Литмир - Электронная Библиотека
A
A

Часто путь нам преграждали поваленные бурей лиственницы. Они были настолько густые, что приходилось прорубать лазы. Иногда толстый ствол дерева лежал так низко, что мы вырубали проход сверху, пропускали в него собак и на руках переносили нарты. Временами мы останавливались на полчаса, разводили костер, кипятили и с наслаждением пили горячий чай.
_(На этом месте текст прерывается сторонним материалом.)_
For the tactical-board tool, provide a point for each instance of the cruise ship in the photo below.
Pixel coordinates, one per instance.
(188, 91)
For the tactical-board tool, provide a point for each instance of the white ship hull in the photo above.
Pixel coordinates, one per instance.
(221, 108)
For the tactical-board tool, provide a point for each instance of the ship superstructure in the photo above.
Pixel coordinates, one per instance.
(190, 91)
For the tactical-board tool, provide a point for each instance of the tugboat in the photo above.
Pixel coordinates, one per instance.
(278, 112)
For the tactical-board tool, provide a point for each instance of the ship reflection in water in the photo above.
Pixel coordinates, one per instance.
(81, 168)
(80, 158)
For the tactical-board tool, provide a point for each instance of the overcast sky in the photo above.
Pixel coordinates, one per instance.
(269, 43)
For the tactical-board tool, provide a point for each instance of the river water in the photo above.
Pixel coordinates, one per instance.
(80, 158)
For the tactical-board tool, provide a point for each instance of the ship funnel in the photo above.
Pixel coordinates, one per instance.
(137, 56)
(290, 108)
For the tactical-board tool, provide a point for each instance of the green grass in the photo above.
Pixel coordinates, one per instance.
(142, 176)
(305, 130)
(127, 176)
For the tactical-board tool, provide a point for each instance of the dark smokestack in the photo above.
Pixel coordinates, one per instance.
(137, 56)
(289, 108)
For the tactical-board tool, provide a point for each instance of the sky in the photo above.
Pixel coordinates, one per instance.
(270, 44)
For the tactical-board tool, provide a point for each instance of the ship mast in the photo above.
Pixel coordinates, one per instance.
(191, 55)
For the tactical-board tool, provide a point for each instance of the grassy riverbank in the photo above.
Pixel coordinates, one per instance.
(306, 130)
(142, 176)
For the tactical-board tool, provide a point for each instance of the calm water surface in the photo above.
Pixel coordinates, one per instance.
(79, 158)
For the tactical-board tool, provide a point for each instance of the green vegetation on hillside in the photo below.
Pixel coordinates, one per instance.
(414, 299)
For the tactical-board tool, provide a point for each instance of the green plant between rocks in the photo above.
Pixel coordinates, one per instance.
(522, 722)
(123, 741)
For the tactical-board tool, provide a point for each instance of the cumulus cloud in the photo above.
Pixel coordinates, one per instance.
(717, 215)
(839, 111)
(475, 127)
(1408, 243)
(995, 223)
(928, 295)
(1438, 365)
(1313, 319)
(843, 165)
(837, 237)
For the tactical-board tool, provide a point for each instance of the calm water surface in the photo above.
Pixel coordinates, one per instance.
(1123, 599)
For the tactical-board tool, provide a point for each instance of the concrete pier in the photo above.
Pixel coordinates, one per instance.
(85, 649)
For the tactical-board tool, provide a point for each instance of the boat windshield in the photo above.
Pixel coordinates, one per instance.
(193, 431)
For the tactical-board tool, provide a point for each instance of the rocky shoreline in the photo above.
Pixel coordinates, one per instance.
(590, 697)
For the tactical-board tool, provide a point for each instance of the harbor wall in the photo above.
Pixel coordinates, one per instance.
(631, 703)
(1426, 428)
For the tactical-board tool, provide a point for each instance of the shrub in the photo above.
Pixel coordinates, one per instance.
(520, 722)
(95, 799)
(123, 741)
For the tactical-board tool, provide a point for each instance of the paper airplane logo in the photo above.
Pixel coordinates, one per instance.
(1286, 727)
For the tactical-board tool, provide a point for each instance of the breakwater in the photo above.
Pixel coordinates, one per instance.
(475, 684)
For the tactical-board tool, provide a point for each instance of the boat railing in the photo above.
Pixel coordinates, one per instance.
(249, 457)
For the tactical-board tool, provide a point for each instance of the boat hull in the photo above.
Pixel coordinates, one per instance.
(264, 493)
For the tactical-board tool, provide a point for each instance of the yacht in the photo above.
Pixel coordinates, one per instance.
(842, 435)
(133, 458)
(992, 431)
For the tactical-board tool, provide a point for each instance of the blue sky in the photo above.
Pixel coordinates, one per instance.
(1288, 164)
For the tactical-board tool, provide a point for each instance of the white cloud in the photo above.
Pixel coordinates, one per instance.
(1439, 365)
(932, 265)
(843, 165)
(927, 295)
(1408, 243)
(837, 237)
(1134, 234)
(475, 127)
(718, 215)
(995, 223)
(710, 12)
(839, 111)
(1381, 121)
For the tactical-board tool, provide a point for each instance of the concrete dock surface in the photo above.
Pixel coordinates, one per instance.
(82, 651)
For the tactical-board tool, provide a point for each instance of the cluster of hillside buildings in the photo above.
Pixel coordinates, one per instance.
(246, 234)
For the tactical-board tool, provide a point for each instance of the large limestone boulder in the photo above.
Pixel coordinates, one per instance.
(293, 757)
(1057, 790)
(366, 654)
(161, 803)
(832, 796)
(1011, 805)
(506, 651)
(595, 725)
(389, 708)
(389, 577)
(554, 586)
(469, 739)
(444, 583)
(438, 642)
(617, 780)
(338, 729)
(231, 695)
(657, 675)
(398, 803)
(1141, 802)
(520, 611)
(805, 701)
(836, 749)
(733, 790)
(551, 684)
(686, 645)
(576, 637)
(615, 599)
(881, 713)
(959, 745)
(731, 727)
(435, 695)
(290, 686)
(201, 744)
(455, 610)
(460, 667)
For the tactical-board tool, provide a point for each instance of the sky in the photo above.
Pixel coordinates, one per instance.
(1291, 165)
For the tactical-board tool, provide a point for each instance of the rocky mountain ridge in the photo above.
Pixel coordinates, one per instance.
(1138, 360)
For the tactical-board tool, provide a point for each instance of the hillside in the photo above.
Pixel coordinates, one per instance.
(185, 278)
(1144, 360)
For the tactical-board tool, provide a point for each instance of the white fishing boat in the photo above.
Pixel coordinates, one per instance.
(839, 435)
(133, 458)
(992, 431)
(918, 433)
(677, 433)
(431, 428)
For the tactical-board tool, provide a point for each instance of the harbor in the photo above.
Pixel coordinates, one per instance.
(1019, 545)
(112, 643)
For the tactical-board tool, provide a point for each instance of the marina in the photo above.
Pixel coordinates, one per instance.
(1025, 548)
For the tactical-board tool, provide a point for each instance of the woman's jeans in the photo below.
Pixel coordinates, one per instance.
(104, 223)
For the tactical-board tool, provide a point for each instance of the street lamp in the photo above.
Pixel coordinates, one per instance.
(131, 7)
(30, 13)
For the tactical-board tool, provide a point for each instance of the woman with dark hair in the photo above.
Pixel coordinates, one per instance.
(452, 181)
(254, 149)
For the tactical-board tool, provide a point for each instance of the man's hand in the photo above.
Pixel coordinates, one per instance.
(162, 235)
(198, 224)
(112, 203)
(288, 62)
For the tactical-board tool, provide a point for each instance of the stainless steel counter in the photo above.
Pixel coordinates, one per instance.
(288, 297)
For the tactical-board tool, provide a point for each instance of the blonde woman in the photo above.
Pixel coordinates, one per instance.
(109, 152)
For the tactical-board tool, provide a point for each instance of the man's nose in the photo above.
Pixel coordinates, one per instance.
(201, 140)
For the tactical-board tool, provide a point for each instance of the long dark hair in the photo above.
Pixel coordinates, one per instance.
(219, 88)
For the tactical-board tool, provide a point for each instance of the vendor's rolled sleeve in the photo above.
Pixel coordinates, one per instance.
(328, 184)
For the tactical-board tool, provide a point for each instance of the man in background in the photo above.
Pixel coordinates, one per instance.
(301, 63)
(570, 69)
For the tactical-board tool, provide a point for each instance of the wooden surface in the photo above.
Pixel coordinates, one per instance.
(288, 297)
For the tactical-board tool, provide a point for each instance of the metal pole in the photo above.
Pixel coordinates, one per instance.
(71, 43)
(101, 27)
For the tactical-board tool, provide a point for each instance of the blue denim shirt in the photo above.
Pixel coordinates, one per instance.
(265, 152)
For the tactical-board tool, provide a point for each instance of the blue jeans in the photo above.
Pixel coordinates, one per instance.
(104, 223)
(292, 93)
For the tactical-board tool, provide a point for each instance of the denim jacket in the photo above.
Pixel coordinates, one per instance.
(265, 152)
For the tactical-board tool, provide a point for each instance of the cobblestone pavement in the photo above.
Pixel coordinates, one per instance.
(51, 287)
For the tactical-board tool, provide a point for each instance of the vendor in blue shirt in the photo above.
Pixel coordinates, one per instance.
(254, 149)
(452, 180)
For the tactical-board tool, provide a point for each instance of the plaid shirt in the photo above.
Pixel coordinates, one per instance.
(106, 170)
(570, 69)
Уставшие собаки, свернувшись, сразу ложились в снег.

К вечеру на одной из таких остановок я сказал проводнику, что нужно было бы покормить собак.

- Нет! - ответил он. - Собаке надо одна сушеная рыба-юкола в сутки.

Интересно, что во время нашего чаепития, при котором мы с аппетитом уплетали захваченный проводником черный хлеб, собаки совершенно не обращали на нас внимания, спокойно лежали, уткнув носы в свою длинную шерсть. Короткий зимний день кончался. Мы продолжали бежать в темноте. Река становилась все уже. Завалы сделались чаще. Я боялся заблудиться и высказал свое опасение проводнику.

- Нет! Еще рано сворачивать, - ответил он.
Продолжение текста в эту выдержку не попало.